Suppose the apologist says God is good because God is perfectly loving. Fine. Why is love good? If the answer is “because God is loving”, the circle has simply put on clerical dress. If the answer is that love recognises persons, restrains cruelty, attends to suffering, enables trust, and promotes flourishing, then the apologist has started doing moral reasoning beyond the bare assertion that God is good.
This is the little embarrassment concealed beneath the theological velvet. The appeal to God’s nature often depends on moral concepts that have not themselves been explained by theology. Love, justice, mercy, and truthfulness are not decorative adjectives. They are carrying the argument. Remove them, and “God is good” becomes a pious tautology floating in the nave.
More sophisticated theistic accounts are possible. Robert Merrihew Adams, for example, grounds moral obligation in the commands of a loving God. That is a serious position, and vastly better than the internet-apologist version in which goodness is apparently whatever the Almighty says before breakfast. But even there, the word “loving” is load-bearing. A loving God can ground obligation only if love is already morally significant. Otherwise a cruel God, a vain God, or an indifferent God could do the same job by definition.
The same difficulty shadows claims that God’s nature is necessarily good. Necessity may remove whim, but it does not explain value. A necessarily cruel being would not become good because its cruelty was metaphysically unavoidable. To say that God’s nature is necessarily good is still to owe an account of why that nature is good, rather than merely ultimate, powerful, eternal, or impossible to revise.
The cosmicist has limited patience with this kind of metaphysical laundering. Human beings have an old habit of pushing their preferred consolations into the sky and then calling the altitude an argument. But height is not depth. Eternity is not ethics. Divinity is not moral intelligibility unless someone explains why.
Ordinary moral reasoning does not cease to operate because someone has placed a halo over the conclusion. We still ask whether cruelty is wrong, whether mercy is admirable, whether justice matters, whether suffering counts, whether obedience excuses atrocity, and whether persons may be treated as instruments. These questions do not become childish because theology finds them inconvenient. They become more urgent.
That is why the Euthyphro problem remains troublesome. It exposes the gap between worship and explanation. If goodness is whatever God is, moral language risks collapsing into circular praise. If God is good because His nature contains qualities we can recognise as good, then goodness has content that is not exhausted by divine possession.
None of this proves that theism cannot develop a serious moral philosophy. It can, and some theists have done so with considerable subtlety. The point is narrower and more annoying: slogans are not solutions. “God is the good” may function as doctrine inside a theological system, but it does not automatically answer the philosophical question being asked.

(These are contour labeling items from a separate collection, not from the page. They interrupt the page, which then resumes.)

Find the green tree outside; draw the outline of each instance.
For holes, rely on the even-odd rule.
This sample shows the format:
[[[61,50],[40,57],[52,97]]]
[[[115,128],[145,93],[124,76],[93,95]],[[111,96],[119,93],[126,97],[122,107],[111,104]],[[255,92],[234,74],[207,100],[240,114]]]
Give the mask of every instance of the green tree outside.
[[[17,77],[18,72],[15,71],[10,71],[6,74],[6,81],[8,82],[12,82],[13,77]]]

The Euthyphro problem persists because it asks whether moral goodness is actually explained by God, or merely renamed as God. That question remains unwelcome for the obvious reason that it ruins the parish coffee table long before the biscuits arrive.
References
Plato, Euthyphro.
Robert Merrihew Adams, Finite and Infinite Goods: A Framework for Ethics, Oxford University Press, 1999.
Philip L. Quinn, Divine Commands and Moral Requirements, Oxford University Press, 1978.
Wes Morriston, “Must There Be a Standard of Moral Goodness Apart from God?”, Philosophia Christi, 2001.
Mark C. Murphy, God and Moral Law: On the Theistic Explanation of Morality, Oxford University Press, 2011.
J. L. Mackie, Ethics: Inventing Right and Wrong, Penguin, 1977.